Exceptional figures such as Albuquerque, Coen, Dupleix and Clive won fame here when circumstances permitted. In many cases, these circumstances tied in with the disintegration of the Mughal Empire. The trading posts of the second French East India Company were particularly sensitive to these dynamics, with the paravanas and the firmans having been negotiated in contravention of promises made by military alliances. These companies also continued to serve as back-ups for the monarchy, spreading Christianity and defending the colonial territory during times of conflict. The convergence of Indian and European contexts was thus key. And so it was that Dumas’ acquisition of Karikal in 1739 brought revenue, guaranteed supplies and a robust textile production industry, and signalled increased involvement in Indian business affairs. Dupleix’s politics marked a major shift towards the War of the Austrian Succession. The transfer of the sarkars, the provinces of Mazulipatam, to the French East India Company by the subedar of the Deccan helped finance Bussy’s army in Hyderabad, granted exclusivity over painted canvases, and ensured a revenue that covered all its business expenses. On the English side, Clive’s actions can be considered an appropriate response, using the same resources and pursuing the same objectives, taking advantage of the Seven Years’ War to eliminate rivals and seize control of Bengal, which, at the time, was the veritable economic powerhouse of India.
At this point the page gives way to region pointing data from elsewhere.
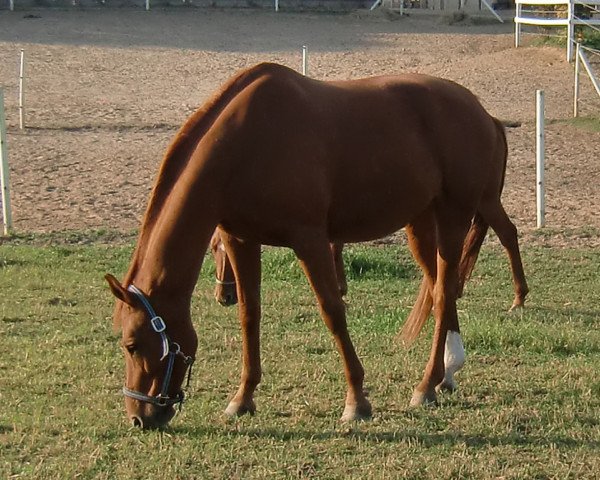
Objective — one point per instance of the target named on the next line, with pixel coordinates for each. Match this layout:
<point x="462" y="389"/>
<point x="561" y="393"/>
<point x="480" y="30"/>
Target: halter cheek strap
<point x="170" y="350"/>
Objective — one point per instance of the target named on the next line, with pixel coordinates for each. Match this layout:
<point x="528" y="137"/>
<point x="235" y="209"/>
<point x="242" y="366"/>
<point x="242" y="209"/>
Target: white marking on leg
<point x="454" y="358"/>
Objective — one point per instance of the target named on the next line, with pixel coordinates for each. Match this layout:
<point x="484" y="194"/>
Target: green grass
<point x="527" y="406"/>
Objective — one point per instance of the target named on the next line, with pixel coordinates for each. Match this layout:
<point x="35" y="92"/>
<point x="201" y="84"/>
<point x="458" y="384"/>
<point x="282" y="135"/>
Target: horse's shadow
<point x="420" y="437"/>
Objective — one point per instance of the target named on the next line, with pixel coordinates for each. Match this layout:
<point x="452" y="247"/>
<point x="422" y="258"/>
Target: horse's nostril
<point x="137" y="422"/>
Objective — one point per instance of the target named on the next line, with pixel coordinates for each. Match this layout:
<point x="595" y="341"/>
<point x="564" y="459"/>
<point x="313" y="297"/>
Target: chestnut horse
<point x="225" y="289"/>
<point x="277" y="158"/>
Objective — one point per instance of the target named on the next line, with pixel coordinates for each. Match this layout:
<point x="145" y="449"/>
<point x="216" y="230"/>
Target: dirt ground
<point x="107" y="89"/>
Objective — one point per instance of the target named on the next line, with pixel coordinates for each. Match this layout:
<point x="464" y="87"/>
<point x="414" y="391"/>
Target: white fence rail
<point x="582" y="59"/>
<point x="540" y="16"/>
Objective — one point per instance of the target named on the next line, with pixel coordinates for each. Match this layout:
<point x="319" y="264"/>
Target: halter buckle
<point x="158" y="324"/>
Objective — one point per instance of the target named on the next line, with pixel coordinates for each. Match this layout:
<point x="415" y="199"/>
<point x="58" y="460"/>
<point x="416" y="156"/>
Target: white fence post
<point x="576" y="92"/>
<point x="22" y="92"/>
<point x="570" y="30"/>
<point x="6" y="211"/>
<point x="539" y="160"/>
<point x="304" y="60"/>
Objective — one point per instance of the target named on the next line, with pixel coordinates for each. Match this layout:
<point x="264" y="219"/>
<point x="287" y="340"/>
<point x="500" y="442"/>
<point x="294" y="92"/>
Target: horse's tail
<point x="479" y="226"/>
<point x="418" y="315"/>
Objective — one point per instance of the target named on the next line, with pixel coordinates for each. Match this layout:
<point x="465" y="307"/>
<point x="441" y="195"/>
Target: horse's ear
<point x="118" y="290"/>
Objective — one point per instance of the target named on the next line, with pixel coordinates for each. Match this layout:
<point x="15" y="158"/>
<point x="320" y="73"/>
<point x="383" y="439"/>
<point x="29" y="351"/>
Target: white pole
<point x="570" y="30"/>
<point x="6" y="211"/>
<point x="304" y="60"/>
<point x="489" y="7"/>
<point x="539" y="160"/>
<point x="518" y="25"/>
<point x="576" y="92"/>
<point x="21" y="91"/>
<point x="588" y="69"/>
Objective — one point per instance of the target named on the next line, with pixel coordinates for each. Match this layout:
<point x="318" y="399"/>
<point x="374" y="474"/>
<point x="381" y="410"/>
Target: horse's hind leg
<point x="452" y="226"/>
<point x="422" y="243"/>
<point x="336" y="251"/>
<point x="317" y="262"/>
<point x="493" y="212"/>
<point x="245" y="259"/>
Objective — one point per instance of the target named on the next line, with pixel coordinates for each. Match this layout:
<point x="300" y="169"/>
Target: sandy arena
<point x="107" y="89"/>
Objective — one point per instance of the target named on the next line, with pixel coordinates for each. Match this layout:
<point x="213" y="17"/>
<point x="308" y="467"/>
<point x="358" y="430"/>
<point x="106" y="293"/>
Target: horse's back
<point x="356" y="156"/>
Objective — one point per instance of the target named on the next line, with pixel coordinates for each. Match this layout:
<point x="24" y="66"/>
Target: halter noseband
<point x="170" y="349"/>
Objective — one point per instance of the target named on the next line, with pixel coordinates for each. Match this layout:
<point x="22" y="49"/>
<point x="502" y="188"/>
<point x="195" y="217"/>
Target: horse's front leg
<point x="318" y="264"/>
<point x="245" y="260"/>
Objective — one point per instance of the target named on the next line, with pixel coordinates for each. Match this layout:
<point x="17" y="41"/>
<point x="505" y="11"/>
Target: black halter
<point x="170" y="349"/>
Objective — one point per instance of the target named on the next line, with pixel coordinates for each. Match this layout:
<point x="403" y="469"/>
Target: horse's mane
<point x="179" y="152"/>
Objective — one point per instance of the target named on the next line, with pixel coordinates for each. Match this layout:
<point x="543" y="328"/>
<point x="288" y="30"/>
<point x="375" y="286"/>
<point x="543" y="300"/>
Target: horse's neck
<point x="171" y="256"/>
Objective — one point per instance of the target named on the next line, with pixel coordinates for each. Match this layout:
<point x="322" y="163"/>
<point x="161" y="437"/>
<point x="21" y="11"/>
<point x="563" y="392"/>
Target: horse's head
<point x="157" y="354"/>
<point x="225" y="292"/>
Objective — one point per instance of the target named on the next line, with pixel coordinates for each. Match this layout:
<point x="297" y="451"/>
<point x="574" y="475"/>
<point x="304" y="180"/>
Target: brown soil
<point x="106" y="90"/>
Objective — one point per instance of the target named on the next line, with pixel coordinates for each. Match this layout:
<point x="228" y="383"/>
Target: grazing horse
<point x="225" y="289"/>
<point x="277" y="158"/>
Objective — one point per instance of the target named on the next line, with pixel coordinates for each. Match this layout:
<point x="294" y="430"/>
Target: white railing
<point x="569" y="20"/>
<point x="582" y="59"/>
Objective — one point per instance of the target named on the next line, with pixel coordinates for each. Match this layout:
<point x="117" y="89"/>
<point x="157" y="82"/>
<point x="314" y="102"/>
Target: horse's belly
<point x="376" y="212"/>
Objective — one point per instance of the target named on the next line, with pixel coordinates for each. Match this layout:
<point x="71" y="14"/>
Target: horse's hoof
<point x="448" y="386"/>
<point x="357" y="412"/>
<point x="516" y="307"/>
<point x="237" y="409"/>
<point x="426" y="399"/>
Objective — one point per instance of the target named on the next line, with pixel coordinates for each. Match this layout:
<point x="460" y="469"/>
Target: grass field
<point x="528" y="404"/>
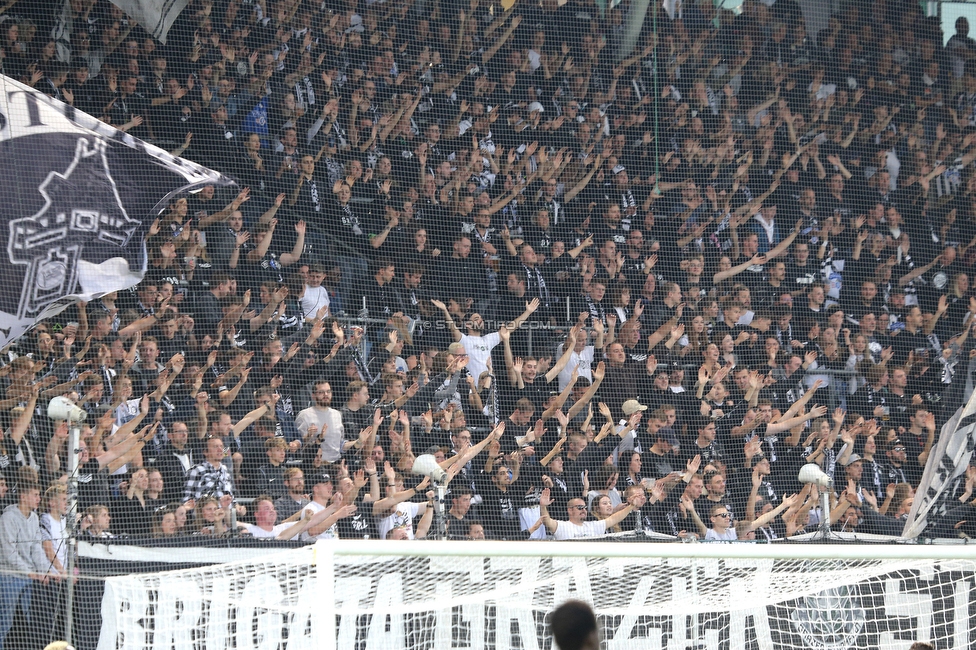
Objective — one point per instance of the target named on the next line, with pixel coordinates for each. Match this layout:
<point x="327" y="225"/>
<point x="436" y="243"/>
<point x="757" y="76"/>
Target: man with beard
<point x="327" y="420"/>
<point x="477" y="344"/>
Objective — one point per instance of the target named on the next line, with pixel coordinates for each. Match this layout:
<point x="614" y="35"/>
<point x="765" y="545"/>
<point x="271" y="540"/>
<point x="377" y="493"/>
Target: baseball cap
<point x="631" y="406"/>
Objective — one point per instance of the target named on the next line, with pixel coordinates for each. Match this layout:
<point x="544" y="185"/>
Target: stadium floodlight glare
<point x="811" y="473"/>
<point x="426" y="465"/>
<point x="62" y="408"/>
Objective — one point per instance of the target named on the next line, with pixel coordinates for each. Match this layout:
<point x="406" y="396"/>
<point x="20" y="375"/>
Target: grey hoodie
<point x="20" y="543"/>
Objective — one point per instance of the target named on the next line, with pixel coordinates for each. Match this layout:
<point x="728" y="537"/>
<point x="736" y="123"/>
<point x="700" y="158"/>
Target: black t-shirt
<point x="500" y="510"/>
<point x="361" y="525"/>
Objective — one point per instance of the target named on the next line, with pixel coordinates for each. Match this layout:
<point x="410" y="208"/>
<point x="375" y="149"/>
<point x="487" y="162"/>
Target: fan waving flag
<point x="155" y="16"/>
<point x="77" y="199"/>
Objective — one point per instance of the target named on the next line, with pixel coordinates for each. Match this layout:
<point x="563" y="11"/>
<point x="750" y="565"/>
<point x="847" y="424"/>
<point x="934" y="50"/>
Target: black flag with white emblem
<point x="77" y="199"/>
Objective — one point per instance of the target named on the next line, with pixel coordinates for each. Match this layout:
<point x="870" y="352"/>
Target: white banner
<point x="478" y="603"/>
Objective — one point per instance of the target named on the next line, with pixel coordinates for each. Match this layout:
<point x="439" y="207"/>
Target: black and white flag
<point x="77" y="197"/>
<point x="945" y="469"/>
<point x="155" y="16"/>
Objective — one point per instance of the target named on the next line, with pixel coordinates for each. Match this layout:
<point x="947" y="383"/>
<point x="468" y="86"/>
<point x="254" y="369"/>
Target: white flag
<point x="155" y="16"/>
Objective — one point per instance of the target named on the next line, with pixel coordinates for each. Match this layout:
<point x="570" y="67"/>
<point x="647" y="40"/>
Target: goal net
<point x="424" y="596"/>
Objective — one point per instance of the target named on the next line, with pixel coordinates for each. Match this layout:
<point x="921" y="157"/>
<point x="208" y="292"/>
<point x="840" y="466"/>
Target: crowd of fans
<point x="609" y="290"/>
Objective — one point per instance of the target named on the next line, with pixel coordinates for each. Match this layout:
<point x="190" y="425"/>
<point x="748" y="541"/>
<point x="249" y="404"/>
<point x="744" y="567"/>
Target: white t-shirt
<point x="267" y="534"/>
<point x="582" y="360"/>
<point x="567" y="530"/>
<point x="56" y="532"/>
<point x="479" y="351"/>
<point x="727" y="536"/>
<point x="316" y="508"/>
<point x="402" y="517"/>
<point x="313" y="300"/>
<point x="335" y="433"/>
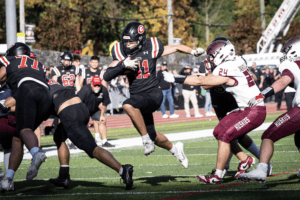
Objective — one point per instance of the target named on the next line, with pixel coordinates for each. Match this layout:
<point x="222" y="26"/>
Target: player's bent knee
<point x="297" y="139"/>
<point x="151" y="132"/>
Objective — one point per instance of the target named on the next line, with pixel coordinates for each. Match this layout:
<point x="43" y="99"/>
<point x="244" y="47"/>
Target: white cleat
<point x="149" y="146"/>
<point x="180" y="155"/>
<point x="257" y="174"/>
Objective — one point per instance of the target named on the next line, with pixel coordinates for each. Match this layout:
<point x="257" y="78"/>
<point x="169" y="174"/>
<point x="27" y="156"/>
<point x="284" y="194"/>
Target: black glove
<point x="4" y="109"/>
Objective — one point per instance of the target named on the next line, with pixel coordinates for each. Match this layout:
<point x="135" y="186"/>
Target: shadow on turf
<point x="155" y="181"/>
<point x="41" y="187"/>
<point x="283" y="181"/>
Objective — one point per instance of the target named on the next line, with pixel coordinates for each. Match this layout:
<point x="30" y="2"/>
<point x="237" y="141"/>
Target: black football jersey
<point x="92" y="99"/>
<point x="145" y="79"/>
<point x="66" y="76"/>
<point x="59" y="94"/>
<point x="87" y="75"/>
<point x="20" y="67"/>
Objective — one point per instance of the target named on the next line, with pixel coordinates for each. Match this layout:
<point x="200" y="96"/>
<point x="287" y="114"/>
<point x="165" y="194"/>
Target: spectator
<point x="258" y="74"/>
<point x="189" y="93"/>
<point x="289" y="97"/>
<point x="167" y="92"/>
<point x="278" y="95"/>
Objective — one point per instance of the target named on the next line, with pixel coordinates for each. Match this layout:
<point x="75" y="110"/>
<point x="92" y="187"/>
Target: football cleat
<point x="209" y="179"/>
<point x="60" y="182"/>
<point x="270" y="169"/>
<point x="7" y="184"/>
<point x="180" y="155"/>
<point x="127" y="176"/>
<point x="37" y="160"/>
<point x="244" y="165"/>
<point x="149" y="146"/>
<point x="107" y="144"/>
<point x="259" y="174"/>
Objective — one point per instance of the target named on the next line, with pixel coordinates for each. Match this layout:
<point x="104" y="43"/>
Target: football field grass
<point x="160" y="175"/>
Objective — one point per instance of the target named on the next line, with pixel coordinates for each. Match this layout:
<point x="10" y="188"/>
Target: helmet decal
<point x="141" y="29"/>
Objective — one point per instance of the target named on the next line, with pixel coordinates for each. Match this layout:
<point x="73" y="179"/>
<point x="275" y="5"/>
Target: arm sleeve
<point x="113" y="72"/>
<point x="202" y="67"/>
<point x="106" y="99"/>
<point x="116" y="52"/>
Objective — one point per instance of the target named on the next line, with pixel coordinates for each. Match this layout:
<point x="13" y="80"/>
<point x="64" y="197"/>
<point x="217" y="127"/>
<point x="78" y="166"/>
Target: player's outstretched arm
<point x="183" y="49"/>
<point x="199" y="80"/>
<point x="277" y="86"/>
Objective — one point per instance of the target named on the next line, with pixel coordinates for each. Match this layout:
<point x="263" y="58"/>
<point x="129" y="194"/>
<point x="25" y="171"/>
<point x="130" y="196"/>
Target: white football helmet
<point x="291" y="49"/>
<point x="221" y="51"/>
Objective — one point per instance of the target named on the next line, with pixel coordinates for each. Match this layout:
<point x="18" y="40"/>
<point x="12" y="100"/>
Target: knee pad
<point x="151" y="132"/>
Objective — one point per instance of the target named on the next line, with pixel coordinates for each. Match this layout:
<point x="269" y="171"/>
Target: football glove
<point x="256" y="100"/>
<point x="131" y="64"/>
<point x="197" y="52"/>
<point x="169" y="77"/>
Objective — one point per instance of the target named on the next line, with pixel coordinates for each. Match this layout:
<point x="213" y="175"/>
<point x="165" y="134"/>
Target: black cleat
<point x="60" y="182"/>
<point x="127" y="176"/>
<point x="107" y="144"/>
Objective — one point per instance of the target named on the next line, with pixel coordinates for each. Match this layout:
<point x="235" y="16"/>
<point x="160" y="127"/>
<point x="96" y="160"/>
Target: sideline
<point x="137" y="141"/>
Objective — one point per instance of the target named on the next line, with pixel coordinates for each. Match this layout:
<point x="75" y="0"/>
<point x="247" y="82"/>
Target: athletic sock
<point x="97" y="135"/>
<point x="219" y="173"/>
<point x="10" y="173"/>
<point x="146" y="137"/>
<point x="254" y="150"/>
<point x="34" y="150"/>
<point x="64" y="171"/>
<point x="121" y="171"/>
<point x="228" y="162"/>
<point x="7" y="153"/>
<point x="173" y="150"/>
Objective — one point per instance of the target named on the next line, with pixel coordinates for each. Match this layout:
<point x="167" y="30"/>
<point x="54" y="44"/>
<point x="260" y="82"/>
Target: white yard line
<point x="137" y="141"/>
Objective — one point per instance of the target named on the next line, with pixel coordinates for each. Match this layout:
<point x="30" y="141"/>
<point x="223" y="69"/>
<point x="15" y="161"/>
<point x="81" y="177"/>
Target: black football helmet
<point x="134" y="31"/>
<point x="18" y="49"/>
<point x="66" y="55"/>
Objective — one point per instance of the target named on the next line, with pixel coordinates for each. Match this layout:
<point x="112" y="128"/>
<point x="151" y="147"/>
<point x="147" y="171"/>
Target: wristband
<point x="269" y="91"/>
<point x="179" y="78"/>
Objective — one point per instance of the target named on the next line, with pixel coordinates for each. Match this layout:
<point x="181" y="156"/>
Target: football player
<point x="223" y="102"/>
<point x="74" y="116"/>
<point x="86" y="74"/>
<point x="136" y="57"/>
<point x="95" y="96"/>
<point x="233" y="74"/>
<point x="66" y="73"/>
<point x="26" y="76"/>
<point x="287" y="123"/>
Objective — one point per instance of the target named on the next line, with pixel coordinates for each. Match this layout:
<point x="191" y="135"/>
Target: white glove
<point x="256" y="100"/>
<point x="169" y="77"/>
<point x="131" y="64"/>
<point x="197" y="52"/>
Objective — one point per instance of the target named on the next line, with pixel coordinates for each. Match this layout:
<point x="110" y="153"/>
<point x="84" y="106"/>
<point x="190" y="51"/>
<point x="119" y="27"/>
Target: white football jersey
<point x="293" y="67"/>
<point x="245" y="87"/>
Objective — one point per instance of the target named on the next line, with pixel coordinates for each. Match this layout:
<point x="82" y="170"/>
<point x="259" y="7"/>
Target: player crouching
<point x="233" y="74"/>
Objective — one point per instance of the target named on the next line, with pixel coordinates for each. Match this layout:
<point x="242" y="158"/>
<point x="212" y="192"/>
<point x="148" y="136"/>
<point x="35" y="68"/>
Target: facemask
<point x="96" y="90"/>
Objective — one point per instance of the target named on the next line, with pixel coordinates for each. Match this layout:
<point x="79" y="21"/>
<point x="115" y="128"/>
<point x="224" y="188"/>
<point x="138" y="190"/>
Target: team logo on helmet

1763 thus marked the great turning point in the history of the East India Companies. The British East India Company was outperforming its rivals, who consequently fell under its influence. For these defeated companies, the Treaty of Paris was an opportunity to reassess. The suspension of privileges in 1769 was an ideological decision that gave India access to private shipowners, plunging the trading posts into a deep crisis. The Danish East India Company followed suit in 1772. But the idea of an East India Company endured until the early 19th century: ‘I will only accept one purely commercial company, without a navy’, wrote Saint-Estevan, observing the English East India Company’s progress. This was precisely the type of company that, having been restored in France in 1785, found itself up against the EIC’s domination and the hostility of the agreement. For its part, the Swedish East India Company disappeared in 1813. And even for the victors, it was a situation that sparked fierce conflict, fuelled by successive scandals, that eventually decimated the EIC’s commercial significance in 1813 and imposed tight controls on its management – to such an extent that, by 1857, the company’s existence became merely an awkward anachronism.